A multiple-input multiple-output (MIMO) communication system can employ multiple (NT) transmit antennas and multiple (NR) receive antennas for data transmission. A MIMO channel formed by the NT transmit and NR receive antennas may be decomposed into NS independent channels, with NS≦min {NT, NR}. Each of the NS independent channels corresponds to a dimension, and may also be referred to as a spatial subchannel (or a transmission channel) of the MIMO channel. The MIMO system can provide improved performance (e.g., increased transmission capacity) if the additional dimensionalities created by the multiple transmit and receive antennas are utilized.
For a full-rank MIMO channel, where NS=NT≦NR, an independent data stream may be transmitted from each of the NT transmit antennas. The transmitted data streams may experience different channel conditions (e.g., different fading and multipath effects) and may achieve different signal-to-noise-and-interference ratios (SNRs) for a given amount of transmit power. Moreover, if successive interference cancellation (SIC) is used at the receiver to recover the transmitted data streams, then different SNRs may be achieved for the data streams depending on the specific order in which the data streams are recovered. Consequently, each data stream may support a unique data rate. Since channel conditions typically vary with time, the data rate supported by each data stream may also vary with time.

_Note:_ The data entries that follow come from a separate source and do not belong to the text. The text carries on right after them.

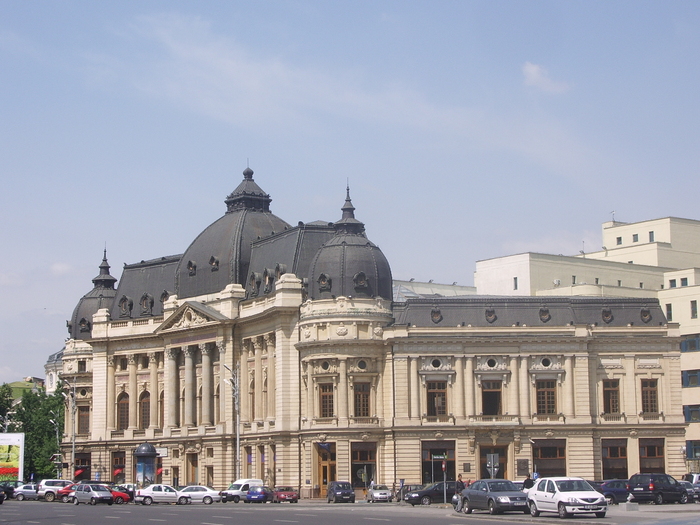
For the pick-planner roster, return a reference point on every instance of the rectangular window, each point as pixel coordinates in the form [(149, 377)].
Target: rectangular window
[(362, 393), (546, 396), (611, 396), (437, 398), (326, 400), (650, 396), (83, 420)]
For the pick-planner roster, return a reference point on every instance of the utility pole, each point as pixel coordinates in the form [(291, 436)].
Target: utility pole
[(235, 393)]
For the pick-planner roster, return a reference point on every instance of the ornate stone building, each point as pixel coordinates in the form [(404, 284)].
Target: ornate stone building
[(337, 381)]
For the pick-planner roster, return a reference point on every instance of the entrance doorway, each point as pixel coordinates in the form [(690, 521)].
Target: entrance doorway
[(502, 467), (326, 465)]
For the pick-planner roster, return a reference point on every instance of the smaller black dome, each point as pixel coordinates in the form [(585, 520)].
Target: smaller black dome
[(349, 264)]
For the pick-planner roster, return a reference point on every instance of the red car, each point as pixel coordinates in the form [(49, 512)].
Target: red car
[(280, 494)]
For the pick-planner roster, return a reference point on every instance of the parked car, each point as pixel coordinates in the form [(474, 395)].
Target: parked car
[(494, 495), (379, 493), (338, 491), (690, 489), (614, 490), (202, 494), (280, 494), (259, 494), (27, 491), (565, 496), (49, 487), (92, 493), (656, 487), (238, 490), (160, 494), (431, 493)]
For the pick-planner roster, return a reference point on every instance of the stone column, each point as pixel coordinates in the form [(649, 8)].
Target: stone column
[(471, 401), (514, 387), (190, 384), (172, 390), (111, 393), (459, 388), (206, 384), (133, 393), (257, 344), (414, 381), (525, 387), (153, 388), (343, 389)]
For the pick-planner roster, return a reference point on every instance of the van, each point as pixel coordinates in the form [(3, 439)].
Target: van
[(238, 490)]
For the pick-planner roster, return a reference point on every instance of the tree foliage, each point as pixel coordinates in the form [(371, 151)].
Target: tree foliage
[(33, 417)]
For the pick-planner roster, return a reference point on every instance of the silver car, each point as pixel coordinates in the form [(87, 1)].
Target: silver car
[(92, 493)]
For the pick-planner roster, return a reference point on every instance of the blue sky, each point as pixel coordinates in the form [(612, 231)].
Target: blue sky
[(467, 130)]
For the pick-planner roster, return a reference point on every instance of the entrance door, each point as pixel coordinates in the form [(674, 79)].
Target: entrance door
[(502, 452), (326, 465)]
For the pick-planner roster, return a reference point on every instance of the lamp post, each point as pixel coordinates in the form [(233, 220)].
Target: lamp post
[(235, 393), (70, 398)]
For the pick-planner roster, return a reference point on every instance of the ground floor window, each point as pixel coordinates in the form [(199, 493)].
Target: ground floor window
[(614, 453), (549, 457), (433, 454)]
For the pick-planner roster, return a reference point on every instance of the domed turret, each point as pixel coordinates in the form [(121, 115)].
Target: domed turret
[(220, 255), (101, 296), (349, 264)]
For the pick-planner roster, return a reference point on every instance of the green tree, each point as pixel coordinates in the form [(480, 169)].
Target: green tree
[(33, 417)]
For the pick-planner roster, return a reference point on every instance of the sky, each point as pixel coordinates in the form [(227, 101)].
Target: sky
[(465, 130)]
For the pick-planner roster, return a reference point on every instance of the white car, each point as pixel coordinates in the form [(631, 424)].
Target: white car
[(202, 494), (160, 494), (565, 496)]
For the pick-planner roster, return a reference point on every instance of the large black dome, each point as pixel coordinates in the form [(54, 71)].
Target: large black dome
[(349, 264), (220, 255)]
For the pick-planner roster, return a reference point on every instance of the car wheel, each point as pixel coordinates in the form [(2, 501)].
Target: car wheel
[(533, 510)]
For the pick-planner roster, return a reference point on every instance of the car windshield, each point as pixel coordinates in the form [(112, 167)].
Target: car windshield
[(502, 486), (574, 485)]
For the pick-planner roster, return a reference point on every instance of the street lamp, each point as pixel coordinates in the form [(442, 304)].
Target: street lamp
[(70, 398), (235, 393)]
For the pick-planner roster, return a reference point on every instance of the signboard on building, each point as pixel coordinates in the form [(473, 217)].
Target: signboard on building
[(11, 456)]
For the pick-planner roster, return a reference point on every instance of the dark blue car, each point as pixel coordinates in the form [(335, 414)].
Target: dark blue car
[(259, 494)]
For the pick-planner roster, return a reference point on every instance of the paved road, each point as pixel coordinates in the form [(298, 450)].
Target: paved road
[(314, 513)]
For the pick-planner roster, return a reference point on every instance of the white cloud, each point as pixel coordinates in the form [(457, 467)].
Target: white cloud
[(537, 76)]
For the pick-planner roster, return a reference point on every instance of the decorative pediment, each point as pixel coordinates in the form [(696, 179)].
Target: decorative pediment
[(191, 315)]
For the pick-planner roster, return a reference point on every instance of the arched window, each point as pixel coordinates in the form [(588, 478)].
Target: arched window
[(123, 412), (145, 410)]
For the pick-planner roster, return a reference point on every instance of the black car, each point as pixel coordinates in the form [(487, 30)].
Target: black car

A MIMO design can have multiple modes of operation. In one mode of operation, the transmitter can encode the data transmitted on each spatial layer independently, possibly with different rates. The receiver can employ an SIC algorithm that works as follows: Decode the first layer, and then subtract its contribution from the received signal after re-encoding and multiplying the encoded first layer with an “estimated channel,” then decode the second layer, and so on. This approach means that each successively decoded layer sees increased signal-to-noise ratio (SNR) and hence can support higher rates. In the absence of error propagation, this mode of operation combined with SIC achieves capacity. The disadvantages of this design arise from the burden of “managing” the rates of each spatial layer, in particular (a) increased CQI (channel quality indicator) feedback signaling overhead (one CQI for each layer); (b) increased ACK/NACK messaging (one message for each layer); (c) complications with the Hybrid ARQ (HARQ) scheme, since each layer can terminate at a different transmission; (d) performance sensitivity to channel estimation errors in channels experiencing increased Doppler effect and/or low SNR; and (e) tighter decoding latency requirements since each successive layer cannot be decoded until the prior layers are decoded. In other modes, a common encoding of a single data stream from a single antenna is provided. Alternatively, a transmitter may encode the data on each spatial layer using the same data rate for each layer, and rank prediction may be employed to adapt the number of spatial layers on a packet-by-packet basis depending on the channel conditions and the SNR.
To decode the received codewords, a receiver can employ a low complexity linear receiver such as an MMSE (minimum mean squared error) equalizer for each tone. Alternatively, non-linear receivers such as an ML (maximum likelihood) MIMO decoder can be used to achieve better performance at the cost of a more complex implementation. In particular, the complexity of an ML MIMO decoder is exponential with the rank M and the symbol constellation order Mc. For an overview of prior art decoders for MIMO, see Hochwald and Brink, “Achieving Near-Capacity on a Multiple-Antenna Channel,” IEEE Transactions on Communications, Vol. 51, No. 3, March 2003, the contents of which are herein incorporated by reference in their entirety.